Über das politische, ideologische und religiöse Spektrum unseres Gemeinwesens verteilt finden sich auch heute Akteure, die zu Gewalt, Angst und Schrecken, also zu Mitteln des Totalitären greifen zur Durchsetzung ihres Willens.
Im Land regt sich seit einiger Zeit die Debatte um die Beschränkung von Freiheiten, die in der Verfassung verbrieft sind. Eine von ihnen ist die Meinungsfreiheit. Wenn wir aber genauer nachdenken, dann müssen wir zu dem Resultat kommen, daß sich in unserem Land (und darüber hinaus in der westlichen Welt) die Debatte um DIE FREIHEIT regt. Sie wird eingeschränkt, gegängelt, mit Vorbehalten versehen und ja, auch das, angegriffen. Nämlich dort, wo die einen den anderen den Raum ihrer Freiheit beschädigen oder zerstören wollen.
Albert Camus sagte in einer Ansprache am 10. Mai 1953: ››Bei uns in Westeuropa […] steht die Freiheit offiziell hoch im Kurs. Nur gemahnt sie mich unwillkürlich an jene arme Verwandte, der wir in gewissen bürgerlichen Familien begegnen. Die Verwandte ist verwitwet, sie hat ihren naturgegebenen Beschützer verloren. Also hat man sie aufgenommen, ihr ein Dachstübchen zugewiesen und ihr Zutritt zur Küche gewährt. Zuweilen zeigt man sie sonntags in Gesellschaft vor, um zu beweisen, daß man der Tugendhaftigkeit nicht entbehrt und kein Unmensch ist. Aber im übrigen, und insbesondere bei feierlichen Anlässen, ist sie gebeten, die Klappe zu halten.‹‹
Bei Susanne Dagen und dem BuchHaus Loschwitz hat die Freiheit ihren Platz gleichsam im Wohnzimmer …
Die Freiheit, die wir haben – und die uns von niemandem gegeben werden kann –, besteht heute zunächst einmal darin, auf Euphemismen zu verzichten und nicht nach politischen, ideologischen oder religiösen Rechtfertigungen für Gewalt zu suchen, sondern diejenigen, die uns allen verbal oder physisch Gewalt antun, als das zu bezeichnen, was sie sind: Akteure des Totalitären.
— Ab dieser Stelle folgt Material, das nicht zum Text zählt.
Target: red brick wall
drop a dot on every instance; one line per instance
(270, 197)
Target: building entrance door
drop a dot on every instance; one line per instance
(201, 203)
Denn wir sind – um noch einmal Albert Camus zu Wort kommen zu lassen – gewiß, ››daß die Freiheit kein Geschenk ist, das man von einem Staat oder von einem Führer empfängt, sondern ein Gut, das Tag um Tag erkämpft sein will, durch das Bemühen jedes einzelnen …‹‹
Der Anschlag auf das BuchHaus Loschwitz ist ja nicht nur ein Anschlag auf Personen oder einen Kulturort. Die zielgerichtet eingesetzte Gewalt soll Angst und Schrecken verbreiten, sie soll einschüchtern und einen Herrschaftsraum markieren. Wer sich dessen selbstherrlich gezogenen Grenzen nähert, soll sie zu spüren kommen, die Gewalt. Und diese Drohung meint uns alle hier, ungeachtet ob wir Tat und Täter verabscheuen, ja, ungeachtet auch ob wir mit Tat und Tätern sympathisieren. Wir alle sind gemeint. Unser aller Freiheit ist gemeint.
Rede gehalten am 12. Mai 2021 vor den Dresdner Stadträten.
© Jörg Bernig, 2021
Die Zitate von Albert Camus sind entnommen:
Albert Camus: Brot und Freiheit. Ansprache vom 10. Mai 1953 an der Arbeitsbörse von St-Etienne. In: Ders.: Verteidigung der Freiheit. Politische Essays. Rowohlt Taschenbuch Verlag: Reinbek bei Hamburg 2016, S. 47 und S. 55f.